Elle réalisa tout d'un coup, neuf mois après son embauche, que toutes ses collègues étaient célibataires ou sans enfant, et avaient moins de 40 ans pour la plupart.

Son cas illustre parfaitement les raisons pour lesquelles les Sud-Coréennes hésitent à se marier et à faire des enfants. Le taux de natalité, parmi les plus faibles du monde, recule.

Le gouvernement vient d'annoncer une panoplie de mesures pour tenter de renverser la tendance mais les esprits chagrins jugent qu'elles n'auront guère d'effet face aux causes profondes du problème.

De nombreuses entreprises rechignent à employer des mères, mettant en doute leur capacité à effectuer les longues journées de travail qui sont la norme en Corée du Sud, et ne veulent pas payer les congés maternité.

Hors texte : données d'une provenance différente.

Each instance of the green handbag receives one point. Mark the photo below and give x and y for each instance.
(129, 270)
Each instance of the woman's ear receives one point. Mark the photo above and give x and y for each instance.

Quand Mme Park avait refusé de partir, son patron l'avait harcelée sans relâche, lui interdisant de participer aux réunions et l'ignorant "comme si j'étais un fantôme invisible". La direction avait aussi menacé de licencier son mari, employé par la même entreprise.

Après avoir lutté plus de six mois, elle finit par craquer et démissionner. Un mois plus tard, elle accouchait d'une petite fille et depuis, hormis un bref contrat dans une start-up, elle est mère au foyer.

"J'ai étudié et travaillé si dur pendant des années pour obtenir un emploi à un moment où le taux de chômage des jeunes était si élevé. J'aimais tant mon travail et regardez ce qui m'est arrivé".

- "Grève des naissances" -

Elle a participé à de nombreux entretiens d'embauche, essuyant des refus dès son statut de mère connu. Elle a renoncé à trouver un emploi, cherchant à monter sa propre affaire commerciale.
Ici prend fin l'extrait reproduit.